New Brunswick's child and youth advocate is advocating for critical reforms to the child death review process. Advocate Kelly Lamrock was not notified of the death of a 16-year-old boy, identified as Bobby, who died of an overdose. Bobby had been in government care and his death followed at least 15 documented safety warnings issued to the Department of Social Development.
Lamrock learned of Bobby's case through an independent non-profit organization, not through the official channels of the province's child death review committee. This committee is tasked with reviewing cases of children who received Social Development services and making recommendations to prevent future deaths.

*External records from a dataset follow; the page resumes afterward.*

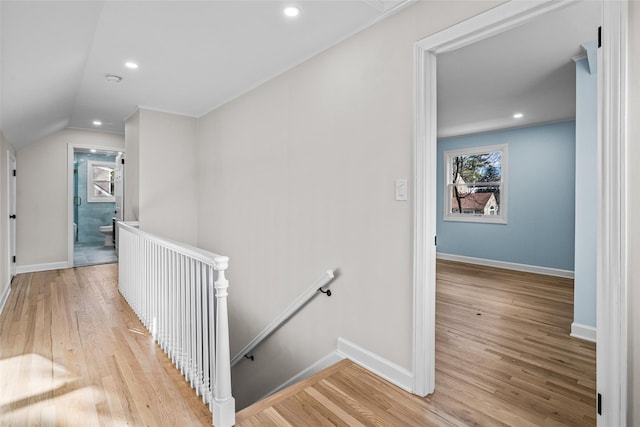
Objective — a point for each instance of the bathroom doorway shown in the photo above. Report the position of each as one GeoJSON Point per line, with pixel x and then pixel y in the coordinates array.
{"type": "Point", "coordinates": [92, 189]}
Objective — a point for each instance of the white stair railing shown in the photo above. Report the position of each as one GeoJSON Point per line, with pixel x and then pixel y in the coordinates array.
{"type": "Point", "coordinates": [179, 292]}
{"type": "Point", "coordinates": [317, 287]}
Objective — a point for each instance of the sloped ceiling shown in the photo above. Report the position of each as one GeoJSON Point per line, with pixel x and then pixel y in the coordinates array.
{"type": "Point", "coordinates": [193, 55]}
{"type": "Point", "coordinates": [528, 69]}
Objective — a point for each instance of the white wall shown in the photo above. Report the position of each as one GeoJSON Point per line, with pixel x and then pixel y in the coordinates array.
{"type": "Point", "coordinates": [132, 168]}
{"type": "Point", "coordinates": [42, 226]}
{"type": "Point", "coordinates": [297, 176]}
{"type": "Point", "coordinates": [633, 236]}
{"type": "Point", "coordinates": [167, 176]}
{"type": "Point", "coordinates": [5, 147]}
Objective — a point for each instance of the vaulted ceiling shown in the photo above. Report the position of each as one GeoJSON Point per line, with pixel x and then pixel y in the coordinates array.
{"type": "Point", "coordinates": [194, 56]}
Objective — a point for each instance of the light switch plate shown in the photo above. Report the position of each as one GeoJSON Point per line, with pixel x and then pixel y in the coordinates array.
{"type": "Point", "coordinates": [401, 190]}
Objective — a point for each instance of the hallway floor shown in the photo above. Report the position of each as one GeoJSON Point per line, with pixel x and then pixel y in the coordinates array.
{"type": "Point", "coordinates": [92, 254]}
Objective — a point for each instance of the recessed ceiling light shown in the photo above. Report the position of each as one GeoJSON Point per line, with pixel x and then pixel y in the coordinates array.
{"type": "Point", "coordinates": [291, 11]}
{"type": "Point", "coordinates": [112, 78]}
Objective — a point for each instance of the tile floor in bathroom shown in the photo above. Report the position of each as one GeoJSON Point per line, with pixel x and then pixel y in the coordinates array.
{"type": "Point", "coordinates": [92, 254]}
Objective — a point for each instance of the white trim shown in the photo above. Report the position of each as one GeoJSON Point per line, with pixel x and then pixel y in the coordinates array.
{"type": "Point", "coordinates": [328, 360]}
{"type": "Point", "coordinates": [494, 21]}
{"type": "Point", "coordinates": [5, 296]}
{"type": "Point", "coordinates": [11, 203]}
{"type": "Point", "coordinates": [383, 368]}
{"type": "Point", "coordinates": [612, 284]}
{"type": "Point", "coordinates": [548, 271]}
{"type": "Point", "coordinates": [583, 332]}
{"type": "Point", "coordinates": [21, 269]}
{"type": "Point", "coordinates": [91, 180]}
{"type": "Point", "coordinates": [612, 186]}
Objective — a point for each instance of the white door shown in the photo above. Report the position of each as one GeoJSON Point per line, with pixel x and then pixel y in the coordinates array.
{"type": "Point", "coordinates": [11, 171]}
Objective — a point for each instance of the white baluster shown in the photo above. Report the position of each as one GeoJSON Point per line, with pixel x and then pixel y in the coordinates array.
{"type": "Point", "coordinates": [223, 406]}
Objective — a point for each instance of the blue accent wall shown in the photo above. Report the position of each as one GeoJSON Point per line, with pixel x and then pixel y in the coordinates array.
{"type": "Point", "coordinates": [584, 307]}
{"type": "Point", "coordinates": [91, 216]}
{"type": "Point", "coordinates": [541, 193]}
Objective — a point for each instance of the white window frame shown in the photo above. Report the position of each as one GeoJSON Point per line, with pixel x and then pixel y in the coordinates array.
{"type": "Point", "coordinates": [90, 182]}
{"type": "Point", "coordinates": [448, 215]}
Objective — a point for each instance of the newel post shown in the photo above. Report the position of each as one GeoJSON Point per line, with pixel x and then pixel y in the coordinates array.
{"type": "Point", "coordinates": [223, 404]}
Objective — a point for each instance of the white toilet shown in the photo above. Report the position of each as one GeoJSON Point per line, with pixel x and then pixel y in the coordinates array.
{"type": "Point", "coordinates": [107, 230]}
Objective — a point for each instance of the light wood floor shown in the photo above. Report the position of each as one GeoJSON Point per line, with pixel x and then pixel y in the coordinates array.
{"type": "Point", "coordinates": [503, 357]}
{"type": "Point", "coordinates": [73, 353]}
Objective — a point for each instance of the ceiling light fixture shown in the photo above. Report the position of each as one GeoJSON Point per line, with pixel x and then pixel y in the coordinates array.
{"type": "Point", "coordinates": [112, 78]}
{"type": "Point", "coordinates": [291, 11]}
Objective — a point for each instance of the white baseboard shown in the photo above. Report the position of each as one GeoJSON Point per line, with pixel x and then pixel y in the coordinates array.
{"type": "Point", "coordinates": [568, 274]}
{"type": "Point", "coordinates": [5, 296]}
{"type": "Point", "coordinates": [21, 269]}
{"type": "Point", "coordinates": [330, 359]}
{"type": "Point", "coordinates": [584, 332]}
{"type": "Point", "coordinates": [383, 368]}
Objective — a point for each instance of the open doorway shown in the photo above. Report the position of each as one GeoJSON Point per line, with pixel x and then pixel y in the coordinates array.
{"type": "Point", "coordinates": [611, 324]}
{"type": "Point", "coordinates": [92, 177]}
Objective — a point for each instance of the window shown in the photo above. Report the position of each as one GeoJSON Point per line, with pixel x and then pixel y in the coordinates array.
{"type": "Point", "coordinates": [475, 187]}
{"type": "Point", "coordinates": [100, 181]}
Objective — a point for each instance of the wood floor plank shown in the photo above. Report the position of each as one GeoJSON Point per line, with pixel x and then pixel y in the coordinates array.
{"type": "Point", "coordinates": [73, 353]}
{"type": "Point", "coordinates": [504, 357]}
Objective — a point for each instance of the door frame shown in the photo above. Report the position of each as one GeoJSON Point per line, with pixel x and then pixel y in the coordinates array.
{"type": "Point", "coordinates": [71, 149]}
{"type": "Point", "coordinates": [11, 210]}
{"type": "Point", "coordinates": [611, 346]}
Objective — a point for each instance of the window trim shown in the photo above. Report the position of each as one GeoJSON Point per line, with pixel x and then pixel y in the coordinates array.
{"type": "Point", "coordinates": [90, 182]}
{"type": "Point", "coordinates": [446, 199]}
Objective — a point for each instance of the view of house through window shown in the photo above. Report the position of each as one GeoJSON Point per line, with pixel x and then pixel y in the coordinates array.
{"type": "Point", "coordinates": [475, 184]}
{"type": "Point", "coordinates": [101, 184]}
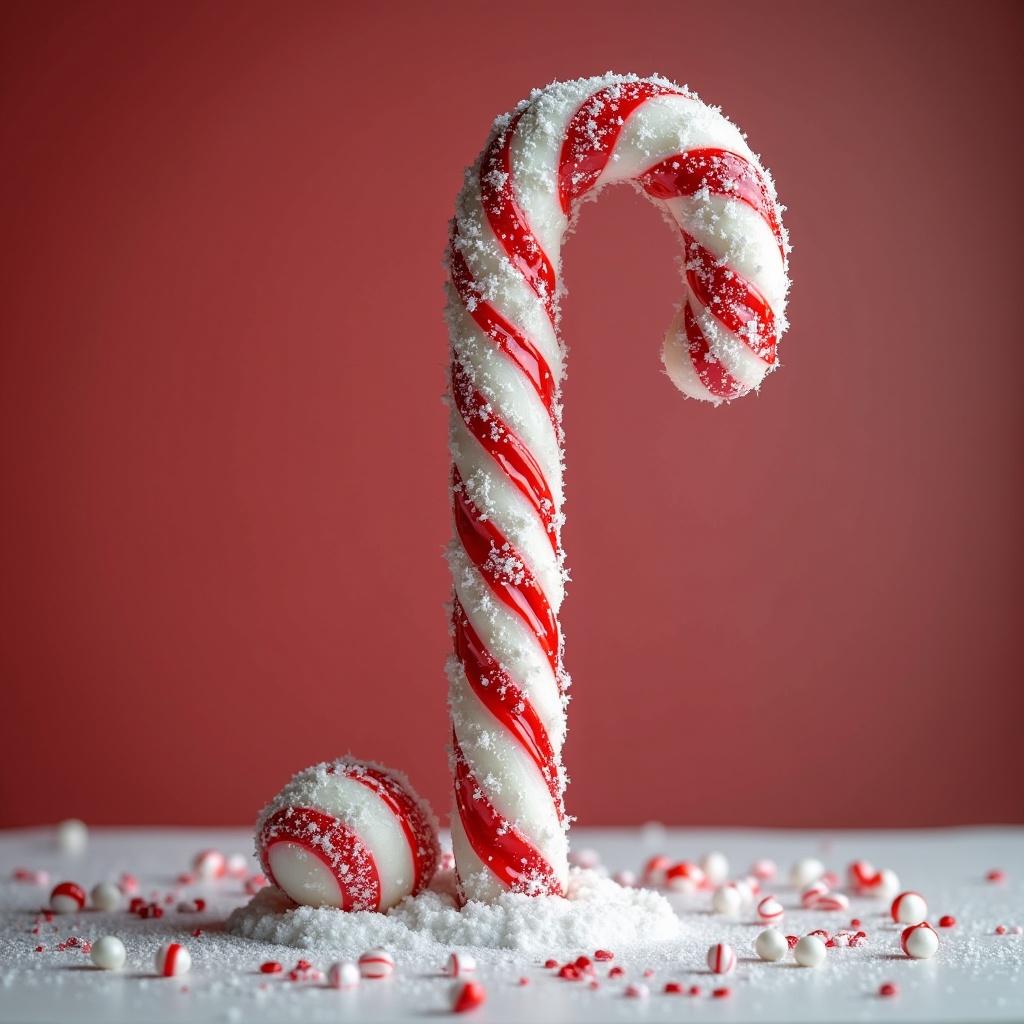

Public Safety Minister Robert Gauvin stated that the review into Bobby's case has taken longer than expected. Lamrock believes this situation necessitates a re-evaluation of the entire review process and seeks a legislative amendment to mandate notification of his office when a child dies in a government-funded or controlled setting.
This call for change follows previous audits by the auditor general, who in December 2024, also identified issues with the timeliness and transparency of child death reviews. While the minister has pledged to review the committee's processes for efficiency, he has not committed to updating the law. Lamrock emphasizes that timely notification is crucial for identifying and addressing gaps in government services, potentially saving young lives.
Further complicating matters, the department removed a 30-day reporting rule for child death review recommendations, citing a different requirement in the coroner's act. While coroners must send reports to the minister within six months, the minister's obligation to table them with the legislature is only "as soon as possible." These reports are typically published years later in annual coroner services reports. Previously, the department published some death information via news releases, but this practice has ceased, and some committee work has been removed from the province's website due to privacy concerns.